The Crisis That Ended Each Stage

Quigley locates several characteristic crises in Islamic history. The Umayyad-Abbasid revolution of 750 CE marks the end of the first phase of Expansion and the shift of the core from Damascus to Baghdad — Quigley's pattern of peripheralisation. The collapse of effective Abbasid authority in the tenth and eleventh centuries, the rise of regional emirates, and the Crusades together mark a prolonged Age of Conflict. The Seljuk and Mongol pressure of the eleventh through thirteenth centuries — including the destruction of Baghdad in 1258 — represents an internal invasion that re-set the political map without ending the civilization. The Ottoman Universal Empire (1453 onward) provided two centuries of expansion and four of slow contraction. The final crisis — the Western intrusion of the late nineteenth and early twentieth centuries — is qualitatively different: an external civilizational event imposing modernisation in incomplete form on a still-living civilization (EoC 88).
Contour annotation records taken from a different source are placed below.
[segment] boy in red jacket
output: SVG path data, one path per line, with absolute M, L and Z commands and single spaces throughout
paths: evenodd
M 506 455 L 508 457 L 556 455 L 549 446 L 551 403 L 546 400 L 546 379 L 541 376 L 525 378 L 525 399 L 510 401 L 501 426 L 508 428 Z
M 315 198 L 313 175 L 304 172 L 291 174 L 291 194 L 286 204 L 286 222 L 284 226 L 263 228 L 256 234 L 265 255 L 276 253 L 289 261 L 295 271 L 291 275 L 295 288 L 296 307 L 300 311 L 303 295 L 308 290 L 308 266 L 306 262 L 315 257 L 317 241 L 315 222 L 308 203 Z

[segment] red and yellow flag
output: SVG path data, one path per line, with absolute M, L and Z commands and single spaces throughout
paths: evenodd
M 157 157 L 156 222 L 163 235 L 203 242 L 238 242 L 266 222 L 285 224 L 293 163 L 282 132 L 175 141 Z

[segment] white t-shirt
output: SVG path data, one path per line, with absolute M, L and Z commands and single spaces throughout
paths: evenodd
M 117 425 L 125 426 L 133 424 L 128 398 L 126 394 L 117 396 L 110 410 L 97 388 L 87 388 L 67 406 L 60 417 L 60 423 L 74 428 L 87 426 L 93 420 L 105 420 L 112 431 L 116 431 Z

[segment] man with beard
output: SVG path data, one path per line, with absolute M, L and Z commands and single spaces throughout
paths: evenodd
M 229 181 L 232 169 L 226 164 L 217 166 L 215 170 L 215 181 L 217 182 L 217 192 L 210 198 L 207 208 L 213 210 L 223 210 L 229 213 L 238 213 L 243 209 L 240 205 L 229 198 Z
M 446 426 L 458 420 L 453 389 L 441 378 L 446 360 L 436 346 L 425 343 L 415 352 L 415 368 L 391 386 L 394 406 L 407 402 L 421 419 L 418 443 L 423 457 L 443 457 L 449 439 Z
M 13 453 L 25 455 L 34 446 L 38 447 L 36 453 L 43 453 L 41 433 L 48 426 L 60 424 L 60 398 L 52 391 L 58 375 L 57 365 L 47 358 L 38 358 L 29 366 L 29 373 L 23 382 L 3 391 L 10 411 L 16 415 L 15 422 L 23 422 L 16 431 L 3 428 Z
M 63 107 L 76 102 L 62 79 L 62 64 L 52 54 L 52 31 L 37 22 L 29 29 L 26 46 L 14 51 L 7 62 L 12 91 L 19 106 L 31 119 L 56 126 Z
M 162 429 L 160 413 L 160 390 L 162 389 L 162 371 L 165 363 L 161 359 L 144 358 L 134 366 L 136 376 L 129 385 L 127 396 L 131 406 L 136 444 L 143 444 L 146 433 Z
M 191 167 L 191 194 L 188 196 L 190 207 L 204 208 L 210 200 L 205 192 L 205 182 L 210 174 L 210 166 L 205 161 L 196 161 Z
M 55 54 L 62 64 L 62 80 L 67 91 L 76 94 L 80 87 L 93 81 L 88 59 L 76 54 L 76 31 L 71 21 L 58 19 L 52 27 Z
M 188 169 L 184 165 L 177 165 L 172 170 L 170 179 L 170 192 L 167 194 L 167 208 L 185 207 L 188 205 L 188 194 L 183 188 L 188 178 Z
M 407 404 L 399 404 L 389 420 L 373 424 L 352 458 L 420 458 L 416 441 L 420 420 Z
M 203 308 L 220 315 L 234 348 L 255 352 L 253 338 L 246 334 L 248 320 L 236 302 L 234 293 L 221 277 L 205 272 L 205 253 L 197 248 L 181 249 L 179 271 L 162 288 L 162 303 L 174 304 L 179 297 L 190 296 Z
Quigley's Sustained Interest in Islamic Civilization

Although less central to Evolution of Civilizations than the Mesopotamian-Canaanite-Minoan-Classical-Western sample, Islamic civilization receives extensive treatment in Quigley's Weapons Systems and Political Stability (where the Caliphate and Ottoman cases are major studies in the relationship between weapons technology and dynastic durability), in his Tragedy and Hope (where the Ottoman-successor Middle East is treated as a key arena of twentieth-century power-network operation), and in his Georgetown lectures. The civilization functions in Quigley's overall argument as a third comparator to Classical and Western: a case where a religious instrument of expansion could not be successively reformed in the Western manner, and where the Universal Empire stage was reached and a long Decay followed.

Cited in

  • evolution-of-civilizations · p. 88 Quigley
    From its wreckage emerged three civilizations: (a) Western civilization, which may culminate in an American empire; (b) Orthodox civilization, which seems to be culminating in the Soviet empire; and (c) Islamic civilization, which did culminate in the Ottoman Empire, and was disrupted by intruders from Western civilization in the first half of the present century.
  • evolution-of-civilizations · p. 156 Quigley
    In the Islamic civilization a similar pattern seems to have occurred. The core area of this civilization is to be found in western Arabia. As its culture spread over most of western Asia and northern Africa, political domination fell to increasingly peripheral dynasties: the Ommiad Caliphate, of Arabic origin, ruled from Damascus.
  • evolution-of-civilizations · p. 148 Quigley
    And on other peripheries of Classical civilization were born Russian civilization and Islamic civilization.
  • tragedy-and-hope · p. 27 Quigley
    Islamic civilization, which emerged with the prophet Muhammad in the seventh century and culminated in the Ottoman Empire, is one of the great peripheral successors to the Classical-Mesopotamian world.
  • weapons-systems-political-stability Quigley
    The Caliphate's weapons system — the mounted Arab horseman and the disciplined Janissary infantry of the later Ottoman state — represents one of the great cases of political stability mediated by a specialist weapons class.
  • evolution-of-civilizations · p. 138 Quigley
    The instrument of expansion… can be any kind of organization, military, political, social, religious, and so forth.